Breakfast is the first meal taken after rising from a night's sleep, most often eaten in the early morning before undertaking the day's work. The Old English word for dinner, disner, means to break a fast, and was the first meal eaten in the day until its meaning shifted in the mid-13th century. It was not until the 15th century that “breakfast” came into use in written English to describe a morning meal, which literally means to break the fasting period of the prior night; in Old English the term was morgenmete meaning "morning meal."

From archeological evidence at Neolithic sites we know that there was an early reliance on cereal grains once agriculture had begun. Neolithic peoples used quern-stones to grind the hulled grains, then boiled them to make a kind of porridge. The domesticating of crops is thought to have begun in the Fertile Crescent around 7000 BC. Three of the eight so-called founder crops are cereals – emmer wheat, einkorn wheat, and barley.Rye and oats were cultivated in Europe starting in the early Neolithic in Anatolia before spreading to the rest of Europe in the Iron age and Bronze Age.

Peasants ate a daily meal, most likely in the morning, consisting of beer, bread, and onions before they left for work in the fields or work commanded by the pharaohs.
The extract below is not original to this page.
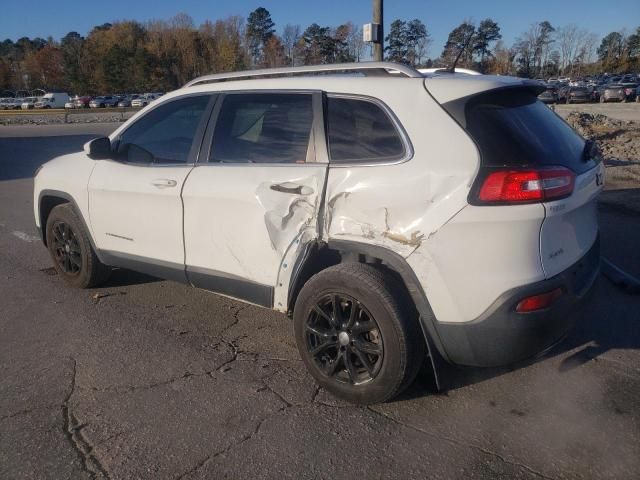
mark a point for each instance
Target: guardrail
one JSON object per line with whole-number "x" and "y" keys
{"x": 69, "y": 111}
In Greek literature, Homer makes numerous mentions of ariston, a meal taken not long after sunrise. The Iliad notes this meal with regard to a labor-weary woodsman eager for a light repast to start his day, preparing it even as he is aching with exhaustion. The opening prose of the 16th book of The Odyssey mentions breakfast as the meal being prepared in the morning before attending to one’s chores. Eventually ariston was moved to around noon, and a new morning meal was introduced.